Tuesday, October 2nd, 2012
Colloquium – 4:15 p.m.
Big Data and Data Analytics: The Kronecker Product
Abstract High-dimensional modeling is becoming ubiquitous across the sciences and engineering because of advances in sensor technology and storage technology. Computationally-oriented researchers no longer have to avoid what were once intractably large, tensor-structured data sets. Collecting and storing large datasets of sensor data, social network data, fMRI medical data is easier than ever with commodity, terabyte disks. This data explosion creates deep research challenges that require scalable, tensor-based algorithms. A tensor is an element of a tensor product of vector spaces. Up to a choice of bases, this can be represented as a multidimensional array of numerical values upon which algebraic operations generalizing matrix operations can be performed. In this representation, the entries in a k-th order tensor are identified by a k-tuple of subscripts, e.g., A(i1, i2, i3, i4). A matrix is a second-order tensor. A vector is a first-order tensor. A scalar is a tensor of order zero. Multidimensional FFT computations have a lot in common with tensor contractions in that both are (a) rich in matrix-vector products, (b) highly parallelizable, and (c) plagued with all kinds of data-locality obstacles. Moreover, in both computational settings the Kronecker product has a prominent role to play. Currently, the design of high-performance tensor software requires (a) an ability to reason at the index-level about the constituent contractions and the order of their evaluation and (b) an ability to reason at the block matrix level in order to expose fast, underlying Kronecker product-like operations. Progress in numerical multilinear algebra will be inhibited without the development of languages and systems that provide high-level support for this type of computational thinking.
This talk will present a new theorem that optimizes multiple Kronecker Products on advanced high performance heterogeneous computers and it will reveal the need for new hardware to support the calculation of integer addresses reliant on an outer-plus parallel integer operation.
Speaker Biography Dr. Mullin has over 30 years experience in tensor/array based high performance computing. Her degrees in Mathematics, Physics, and Computer Science are complemented by professional experience in algorithms, languages, compilers, operating systems, and computer hardware in industry, government, and academia.
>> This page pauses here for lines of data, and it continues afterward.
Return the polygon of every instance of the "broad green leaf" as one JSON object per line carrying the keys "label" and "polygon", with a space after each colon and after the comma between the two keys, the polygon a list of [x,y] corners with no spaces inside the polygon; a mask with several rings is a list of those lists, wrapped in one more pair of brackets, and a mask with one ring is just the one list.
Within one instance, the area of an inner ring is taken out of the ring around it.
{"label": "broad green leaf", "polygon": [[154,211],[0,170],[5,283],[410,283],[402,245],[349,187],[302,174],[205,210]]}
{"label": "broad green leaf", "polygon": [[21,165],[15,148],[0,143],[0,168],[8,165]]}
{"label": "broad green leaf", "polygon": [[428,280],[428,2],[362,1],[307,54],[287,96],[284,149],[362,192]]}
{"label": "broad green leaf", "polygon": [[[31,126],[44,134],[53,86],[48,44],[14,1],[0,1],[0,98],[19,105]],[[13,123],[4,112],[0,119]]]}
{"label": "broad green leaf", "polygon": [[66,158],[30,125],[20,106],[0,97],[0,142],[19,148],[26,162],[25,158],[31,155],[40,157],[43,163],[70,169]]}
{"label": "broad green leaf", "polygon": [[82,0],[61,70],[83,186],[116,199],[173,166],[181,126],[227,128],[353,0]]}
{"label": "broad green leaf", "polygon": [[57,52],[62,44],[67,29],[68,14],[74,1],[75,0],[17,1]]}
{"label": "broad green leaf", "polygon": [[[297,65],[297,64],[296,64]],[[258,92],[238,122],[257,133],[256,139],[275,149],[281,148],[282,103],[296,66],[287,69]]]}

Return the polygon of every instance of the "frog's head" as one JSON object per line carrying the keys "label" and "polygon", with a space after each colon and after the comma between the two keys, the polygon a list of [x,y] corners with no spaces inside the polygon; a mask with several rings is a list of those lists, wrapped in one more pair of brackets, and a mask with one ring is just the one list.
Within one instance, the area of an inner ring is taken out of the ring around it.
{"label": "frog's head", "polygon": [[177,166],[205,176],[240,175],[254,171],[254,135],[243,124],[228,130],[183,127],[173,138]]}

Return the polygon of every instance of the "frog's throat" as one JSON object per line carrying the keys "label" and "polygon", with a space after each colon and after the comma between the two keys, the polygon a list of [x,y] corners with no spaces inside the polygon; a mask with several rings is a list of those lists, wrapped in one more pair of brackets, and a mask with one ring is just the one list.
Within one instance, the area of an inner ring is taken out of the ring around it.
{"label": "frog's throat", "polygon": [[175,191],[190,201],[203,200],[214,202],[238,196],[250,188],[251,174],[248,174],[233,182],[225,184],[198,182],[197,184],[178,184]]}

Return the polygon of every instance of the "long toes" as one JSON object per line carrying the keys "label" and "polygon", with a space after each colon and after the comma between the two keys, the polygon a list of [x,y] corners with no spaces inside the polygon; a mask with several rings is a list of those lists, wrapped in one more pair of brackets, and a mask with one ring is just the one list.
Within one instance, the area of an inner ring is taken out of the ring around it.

She is an NSF Presidential Fellow and served at both NSF and DOE as a Program Officer promoting and funding tensor based research. Her dissertation research, A Mathematics of Arrays and Psi Calculus has been used to design and verify both hardware and software. While at MIT Lincoln Laboratory she helped to provide optimizations for codes used in standard mission critical software. At IBM, her patent provides optimizations for sparse arrays used in LU decomposition. She developed high performance computing courses and curriculums at numerous universities including those taught presently at UA. She is a graduate of Syracuse University and studied with Turing Award winners Ken Iverson, Alan Perlis and J Alan Robinson. Her resent accomplishments include organizing NSF workshops to promote awareness of the pervasive use of tensors and DOE workshops to discuss abstract machines to reason about optimal performance of tensor based computing for big data. Her recent sabbatical was spent on a fellowship to the University at Glasgow and lecturing in Italy, Paris, and Hong Kong on her recent theorem for optimizations of multiple Kronecker Products. Her current research interests include identifying other important tensor algorithms that need similar optimizations.